Bu berbat Dünya’da daha iyi, daha mutlu yaşamanın hepimiz peşinde koşuyoruz.
Dünya’daki siyasi ve toplumsal ilişkileri değiştirebilmek için kendini ortaya atan herkes...
İktidara gelince ne halt edeceği konusunda halka bir umut vermeyen siyasi partiler ağızlarında lafı eveleyip-geveleyenler.
Yapısal ve köklü toplumsal değişiklik konusunda duyarsız kalan herkes...
İşte size bir öneri.
Bu ülkede, bu topraklarda hiç kimse aç bırakılamaz, barınma ihtiyacı karşılanır, eğitim hakkından yoksun bırakılamaz.
İlkesi anayasaya yerleştirilmeli.
Yoksulluk nedir ve nasıl önlenir?
Ülkenin yaşam ortalamasının çok altında yaşamaktır.
İnsanın beslenme, barınma temel ihtiyaçları gerekli şartların devlet tarafından sağlanmasıdır.
Geçtiğimiz günlerde TÜİK verileri açıklandı.
TÜİK’e göre aylık geliri 520 TL’den az olanlar yoksul sayılıyor.
Toplam, bu insanların sayısı 11.2 milyon kişi.
Yine 624 TL’den geliri az olanlar göreceli yoksul.
Bunların sayısı ise 16.7 milyon yurttaş.
Anlayacağınız 16,7 milyon kişi ülkemizde sefilleri oynuyor.
Eşitsizlik artmış aylık 500-600 TL ile insan ancak sürünür.
Bu tabloya göre doyacak mide belli.
Doyuracak gıda da belli.
Ekonomistler büyük laflar ediyor.
Ancak buna rağmen açların ve yoksulların sayısı eksilmiyor artıyor.
Oysa hiç bir din ve inanç insanları aç bırakabilirsiniz demiyor.
Allah herkes rızkıyla doğar sözü ne anlama geldiğini birisi anlatmalı.
Bu durumda yoksulların ve açların yemeklerini birileri çalıyor olmalı.
Dünya’nın her yerinde açların yemeklerini çalan örgütlü bir güç var.

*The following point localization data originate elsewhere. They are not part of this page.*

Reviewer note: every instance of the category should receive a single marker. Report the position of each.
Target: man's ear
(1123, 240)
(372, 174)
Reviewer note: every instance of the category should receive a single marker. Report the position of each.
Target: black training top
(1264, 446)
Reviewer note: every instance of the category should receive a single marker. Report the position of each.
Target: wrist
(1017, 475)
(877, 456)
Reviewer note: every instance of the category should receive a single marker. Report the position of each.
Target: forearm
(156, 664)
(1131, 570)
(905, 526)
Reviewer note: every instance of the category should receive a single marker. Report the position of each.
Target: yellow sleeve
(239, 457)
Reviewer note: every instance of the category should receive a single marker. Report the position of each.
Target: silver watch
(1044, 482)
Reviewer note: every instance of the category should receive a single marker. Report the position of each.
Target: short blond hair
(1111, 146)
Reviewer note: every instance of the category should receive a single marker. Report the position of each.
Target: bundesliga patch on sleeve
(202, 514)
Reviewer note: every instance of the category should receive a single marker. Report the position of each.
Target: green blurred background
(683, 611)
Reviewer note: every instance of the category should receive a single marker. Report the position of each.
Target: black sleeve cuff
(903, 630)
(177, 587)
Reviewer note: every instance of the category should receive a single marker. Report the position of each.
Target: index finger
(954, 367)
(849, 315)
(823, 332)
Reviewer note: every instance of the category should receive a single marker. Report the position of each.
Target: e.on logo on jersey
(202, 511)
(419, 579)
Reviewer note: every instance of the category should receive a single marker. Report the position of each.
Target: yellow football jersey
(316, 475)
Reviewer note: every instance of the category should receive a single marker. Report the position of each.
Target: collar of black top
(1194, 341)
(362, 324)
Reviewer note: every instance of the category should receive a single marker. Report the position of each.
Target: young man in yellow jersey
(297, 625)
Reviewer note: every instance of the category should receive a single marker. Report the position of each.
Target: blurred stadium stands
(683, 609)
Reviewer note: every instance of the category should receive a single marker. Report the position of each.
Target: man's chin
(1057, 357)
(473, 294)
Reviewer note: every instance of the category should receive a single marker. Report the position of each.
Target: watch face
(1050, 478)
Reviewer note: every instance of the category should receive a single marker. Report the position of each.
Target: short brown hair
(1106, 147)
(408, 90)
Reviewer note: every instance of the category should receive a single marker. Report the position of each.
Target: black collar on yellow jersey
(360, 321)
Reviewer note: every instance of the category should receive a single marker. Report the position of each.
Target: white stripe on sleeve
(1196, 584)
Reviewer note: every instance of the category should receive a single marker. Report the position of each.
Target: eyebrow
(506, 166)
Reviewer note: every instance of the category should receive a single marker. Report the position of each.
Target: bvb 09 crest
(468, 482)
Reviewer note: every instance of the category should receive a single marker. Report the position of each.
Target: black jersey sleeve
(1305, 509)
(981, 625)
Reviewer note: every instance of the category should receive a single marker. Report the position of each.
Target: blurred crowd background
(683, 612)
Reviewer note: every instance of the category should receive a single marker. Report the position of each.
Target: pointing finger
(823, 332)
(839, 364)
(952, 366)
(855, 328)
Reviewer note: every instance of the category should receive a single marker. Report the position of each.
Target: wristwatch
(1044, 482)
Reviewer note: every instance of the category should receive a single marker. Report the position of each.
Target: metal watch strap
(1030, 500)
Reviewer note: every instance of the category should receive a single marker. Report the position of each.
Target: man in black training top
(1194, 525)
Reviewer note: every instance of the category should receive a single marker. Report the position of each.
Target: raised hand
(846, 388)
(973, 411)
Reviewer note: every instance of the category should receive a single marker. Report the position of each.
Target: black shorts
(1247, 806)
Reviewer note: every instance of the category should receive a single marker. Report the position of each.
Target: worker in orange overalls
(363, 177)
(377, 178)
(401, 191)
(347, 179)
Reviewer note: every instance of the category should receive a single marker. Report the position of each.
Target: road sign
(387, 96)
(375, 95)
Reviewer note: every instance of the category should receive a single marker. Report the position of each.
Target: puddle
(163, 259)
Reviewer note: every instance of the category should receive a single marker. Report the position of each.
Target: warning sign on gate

O zaman devletin görevini eksik yada yanlış tanımlıyoruz.
Devletin birinci önceliği toplumunu doyurmak yaşayabilecek bir ortamı ona sağlamaktır.
Şimdilik böyle bir anayasa Dünya’da yok.
Ancak böyle bir tartışma yakın bir zamanda tartışmaya açılırsa hiç şaşırmam.
Çünkü Dünya’da hızla yoksullaşan, fakirleşen büyük bir kitle var.
Bunun yanısıra mal varlıklarını korumak için trilyonlarca lira harcayan kısıtlı sayıda sermaye sahibi var.
Ne demişler biri yer biri bakar kıyamet ondan kopar!